Someone threw several different types of dogs out of their car where I work. One dog was left at work and a young man took care of him as his own (keeping him at the place of work). This dog did not like me a bit. Finally, I started bringing in treats and after a number of times of giving the dog treats, she would finally come up to me. It is frustrating when a dog doesn't like you, and I assumed that I resembled someone from her past and she hadn't yet accepted that I was a different person. This dog was supposed to have been fixed, but wasn't. So, yes, she just had two puppies (and will for sure be spayed soon). Oddly, the hormones changed her attitude - and she is much friendlier to me now, even though I haven't fed her treats in months. She comes up to me without my asking and without my having food - something she wouldn't have ever done to begin with. So, while I would hate to say that neutering him will change his attitude, I can see from personal experience where altering the hormones might help, and the combination of being the one to give super good treats might make a positive connection with your mom.

I'll say what everyone else said -- kudo's to you for helping this poor guy. He really is a cutie! and I hope all works out well and he will soon realize how much he is cared for and loved. You guys are very sweet and patient to take care of him and let him learn to love you. He really is beautiful!! He also might just be very shy and sometimes shy dogs take awhile to warm up to new people. My boy is like this -- he has to know you for awhile before he accepts you, then when he knows you are 'safe', then he's very affectionate - it just takes him awhile.


----------



## MelissaJane (Jun 18, 2009)

If my mother tried getting on the floor with him, she'd never get up again. Lol. I've tried giving him treats from my hand and he doesn't take them. I was talking to the woman from the shelter today and I told her about his growling. He was on the bed with me and kept crawling into my lap while I was on the phone. We talked about the adjustment period. After the call, I went back into my mother's room with him and we sat on her bed. He allowed her to pet him and play with him. So maybe there's hope afterall. Now the only problem I have is that I can't get him to go outside in the pen we have right outside our back door. My last dog, Casey (a chow mix) could basically go on command, so it's a little frustrating. Any suggestions?


----------



## Lunastar (Feb 9, 2009)

Sounds like this little guy(he is adorable by the way) is going to need lots and lots of patience. Sounds like he is frightened and insecure. I would think the not taking the food out of your hand shows some serious trust issues. If only he could talk and let you know what he has been through. I'm sure over time he will be fine with love and patience. I've found most dogs desire to please and try very hard to figure out what we want from them. I am sure this will be the case with this little guy too. Welcome to the forum.


----------



## MelissaJane (Jun 18, 2009)

He seems to be coming around to being friendly to my mom. Now my main concern is to keep him from going in the house. He's fine outside on a leash while walking, but I want him to go in the pen that I have outside my back door.
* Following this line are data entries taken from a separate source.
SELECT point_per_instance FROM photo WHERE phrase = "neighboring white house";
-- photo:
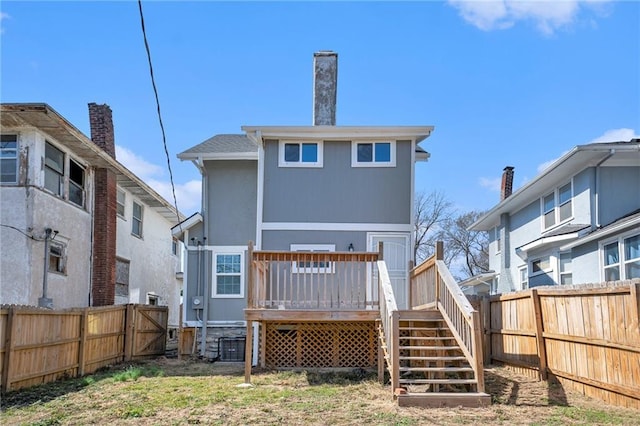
(578, 222)
(77, 227)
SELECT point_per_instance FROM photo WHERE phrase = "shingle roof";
(223, 144)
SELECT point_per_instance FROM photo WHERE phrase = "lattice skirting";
(320, 345)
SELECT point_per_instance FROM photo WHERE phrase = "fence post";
(9, 343)
(542, 351)
(129, 331)
(82, 356)
(486, 325)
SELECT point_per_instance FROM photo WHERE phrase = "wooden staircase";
(432, 369)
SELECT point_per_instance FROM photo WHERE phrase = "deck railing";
(432, 285)
(312, 280)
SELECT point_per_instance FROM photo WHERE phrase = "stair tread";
(431, 348)
(434, 358)
(445, 369)
(438, 381)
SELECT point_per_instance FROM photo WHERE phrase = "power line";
(155, 91)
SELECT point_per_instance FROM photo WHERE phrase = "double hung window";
(8, 158)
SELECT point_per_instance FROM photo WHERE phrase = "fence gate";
(149, 330)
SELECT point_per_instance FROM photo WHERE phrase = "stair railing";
(389, 317)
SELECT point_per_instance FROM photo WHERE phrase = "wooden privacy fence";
(586, 337)
(39, 346)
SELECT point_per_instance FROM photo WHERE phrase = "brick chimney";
(325, 88)
(103, 280)
(507, 183)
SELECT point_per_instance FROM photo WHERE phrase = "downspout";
(597, 187)
(205, 308)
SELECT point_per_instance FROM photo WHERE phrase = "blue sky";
(503, 82)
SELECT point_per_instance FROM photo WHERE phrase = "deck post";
(248, 346)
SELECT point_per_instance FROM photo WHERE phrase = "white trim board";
(322, 226)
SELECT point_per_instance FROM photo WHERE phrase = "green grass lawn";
(172, 392)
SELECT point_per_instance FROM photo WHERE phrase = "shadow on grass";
(523, 391)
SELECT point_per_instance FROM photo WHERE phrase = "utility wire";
(155, 91)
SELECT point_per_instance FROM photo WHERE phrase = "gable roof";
(225, 146)
(574, 161)
(46, 119)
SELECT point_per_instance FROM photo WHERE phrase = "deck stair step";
(433, 358)
(438, 381)
(440, 369)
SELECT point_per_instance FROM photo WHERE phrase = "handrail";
(389, 317)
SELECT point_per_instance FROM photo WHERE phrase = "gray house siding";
(619, 192)
(337, 192)
(231, 187)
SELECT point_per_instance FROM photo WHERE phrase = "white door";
(396, 256)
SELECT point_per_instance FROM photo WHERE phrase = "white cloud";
(547, 16)
(188, 194)
(617, 135)
(492, 184)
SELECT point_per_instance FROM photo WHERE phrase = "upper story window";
(556, 206)
(373, 154)
(300, 154)
(53, 169)
(9, 159)
(136, 219)
(121, 198)
(76, 183)
(623, 267)
(229, 274)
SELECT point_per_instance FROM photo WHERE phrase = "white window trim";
(556, 207)
(140, 219)
(313, 269)
(523, 285)
(373, 163)
(283, 163)
(16, 158)
(543, 271)
(230, 250)
(621, 260)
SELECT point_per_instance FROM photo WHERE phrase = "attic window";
(300, 154)
(373, 154)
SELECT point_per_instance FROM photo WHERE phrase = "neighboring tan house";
(296, 188)
(77, 227)
(578, 222)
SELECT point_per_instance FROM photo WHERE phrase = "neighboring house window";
(53, 169)
(313, 266)
(566, 277)
(136, 220)
(627, 267)
(540, 266)
(300, 154)
(121, 199)
(373, 154)
(229, 275)
(524, 277)
(76, 183)
(9, 159)
(122, 277)
(556, 206)
(57, 257)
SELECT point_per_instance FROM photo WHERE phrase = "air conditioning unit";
(231, 349)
Any suggestions?


----------



## Chasza (Dec 10, 2008)

You need to keep him attatched by leash to you all the time that he is not in a crate or expen. Take him outside soon after eating, and whenever he starts to go potty. So, if he is attatched to you, he will start to give signs that you can pick up on that he is needing to go. Have on you some super good treats and when you take him outside, try and be patient for him to go. When he pees or potty's then 'throw a party' by using your happiest voice, giving him lots of praieses, pettying if he will accept it, and super good treats. Do this until the behaviour is set, and then continue to give him good treats sporadically even after he has learned where to go. This is the best solution that I know of. I have not found it to be effective at all to punish my dogs for going inside. They just don't seem to get why you are mad at them --- but they do understand being praised and good treats and they more quickly make that connection of this 'party' happening when they pee or potty outside. So, that's my advice. Ignore the puddles you find in the house, clean it up quitely as if it had no bearing on you at all. You are wanting to not bring attention to the inside messes, but are wanting to bring attention to the outside peeing by being so happy about it. I praised very excitedly and I didn't care what my neighbors thought if they happened to overhear me!


----------



## MelissaJane (Jun 18, 2009)

I have been praising him when we go outside. All he does is pee, though. I've only gotten him to do more once so far.


----------



## Kathie (Jul 31, 2008)

These things take time and it's only been a few days so I wouldn't be too worried if I were you. His world has just been turned upside down so I would give him time to get accustomed to you and your mom and he will come around, I'm sure.


----------



## Sam375 (Feb 2, 2009)

He sounds scared and unsure.
i highly suggest posting your questions in the training forum, you will get great info from everyone. There is already some great threads in there from others who have had problems.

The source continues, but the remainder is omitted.